Self-amplifying replicon RNA (RepRNA) are large molecules (12-14 kb); their self-replication amplifies mRNA template numbers, affording several rounds of antigen production, effectively increasing vaccine antigen payloads. Their sensitivity to RNase-sensitivity and inefficient uptake by dendritic cells (DCs) – absolute requirements for vaccine design – were tackled by condensing RepRNA into synthetic, nanoparticulate, polyethylenimine (PEI)-polyplex delivery vehicles. Polyplex-delivery formulations for small RNA molecules cannot be transferred to RepRNA due to its greater size and complexity; the N:P charge ratio and impact of RepRNA folding would influence polyplex condensation, post-delivery decompaction and the cytosolic release essential for RepRNA translation.

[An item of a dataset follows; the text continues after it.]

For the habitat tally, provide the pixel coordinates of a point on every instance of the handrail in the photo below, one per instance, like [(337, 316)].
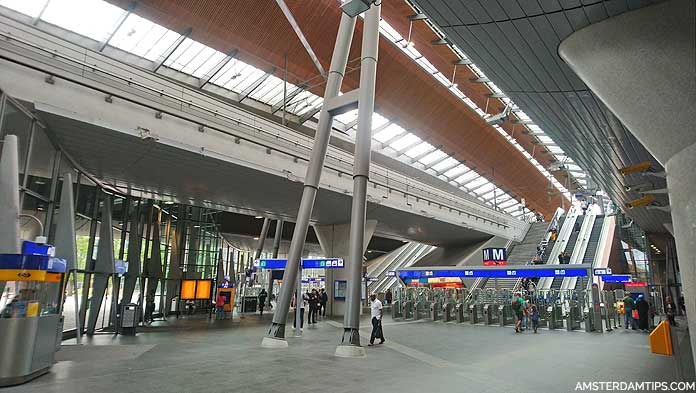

Polyplex-formulations proved successful for delivery of RepRNA encoding influenza virus hemagglutinin and nucleocapsid to DCs. Cytosolic translocation was facilitated, leading to RepRNA translation. This efficacy was confirmed in vivo, inducing both humoral and cellular immune responses. Accordingly, this paper describes the first PEI-polyplexes providing efficient delivery of the complex and large, self-amplifying RepRNA vaccines.

From the Clinical Editor

The use of self-amplifying replicon RNA (RepRNA) to increase vaccine antigen payloads can potentially be useful in effective vaccine design. Nonetheless, its use is limited by the degradation during the uptake process. Here, the authors attempted to solve this problem by packaging RepRNA using polyethylenimine (PEI)-polyplex delivery vehicles. The efficacy was confirmed in vivo by the appropriate humoral and cellular immune responses. This novel delivery method may prove to be very useful for future vaccine design.